覚盛(11941249)とは、鎌倉時代中期の律宗の僧。覚盛は殺生戒を守り、蚊も殺さなかったといわれ、その徳を偲んだ法華寺(奈良県奈良市法華寺町にある仏教寺院。奈良時代には日本の総国分尼寺とされた寺院)の尼僧がせめてうちわで蚊を払えるようにと霊前にうちわを供えたのが始まりといわれる。したがって梵網会(うちわまき)は、覚盛没後の鎌倉時代末期には、すでに行われていたと考えられる。南面の仏像(本尊)に対して、導師席が東向きになっているのがわかる。その他に仏教寺院で、導師が東向きに着座するケースとしては、日蓮宗・池上本門寺大堂、中山法華経寺鬼子母神堂等における御開帳のとき、導師が東向きに着座する。では東向きの導師席、東向きの堂宇で最も歴史的に古いのはどれなのか、ということになると、それは奈良時代に鑑真和上が開創した唐招提寺ということになる。堂宇が東面して建てられている天龍寺は、室町時代に足利尊氏が開創した寺院である。このように少なくとも室町時代には、「東面の導師席」「東面の堂宇」が奈良・京都に存在していたことが明らかである。
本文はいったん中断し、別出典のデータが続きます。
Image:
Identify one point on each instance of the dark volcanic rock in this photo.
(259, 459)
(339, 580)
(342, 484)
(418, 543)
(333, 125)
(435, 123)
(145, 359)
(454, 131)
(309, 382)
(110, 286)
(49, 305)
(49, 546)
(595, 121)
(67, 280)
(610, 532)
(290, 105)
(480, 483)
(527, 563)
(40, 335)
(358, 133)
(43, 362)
そうなると、大石寺客殿の東面する大導師席は、大石寺66世細井日達法主が言うような「仏界から九界を利益する」ためのものではなく、大石寺客殿を創建した大石寺9世日有が、奈良・唐招提寺をはじめとする「東面の導師席」のパクリである。

ではなぜ大石寺9世日有は、客殿の大導師席を横向き・東向きの大導師席にしたのか。なぜ大石寺9世日有は、法要・行事を行う客殿を創建したのか、という問題が残る。

導師席は、大石寺の他の堂宇・伽藍、奉安堂、奉安殿、御影堂、六壺、宿坊のみならず、末寺寺院の本堂、客殿においても、すべて須弥壇中央の板本尊に正面に向いている。導師席が内陣左側の隅で横向き(東向き)になっているのは、大石寺の客殿だけである。

それは、大石寺客殿という堂宇が、もともとは「おいらん淵殺人事件」で暗殺された「戒壇の大本尊」偽作の仏師・職人の怨霊鎮魂を目的として建立された堂宇だからである。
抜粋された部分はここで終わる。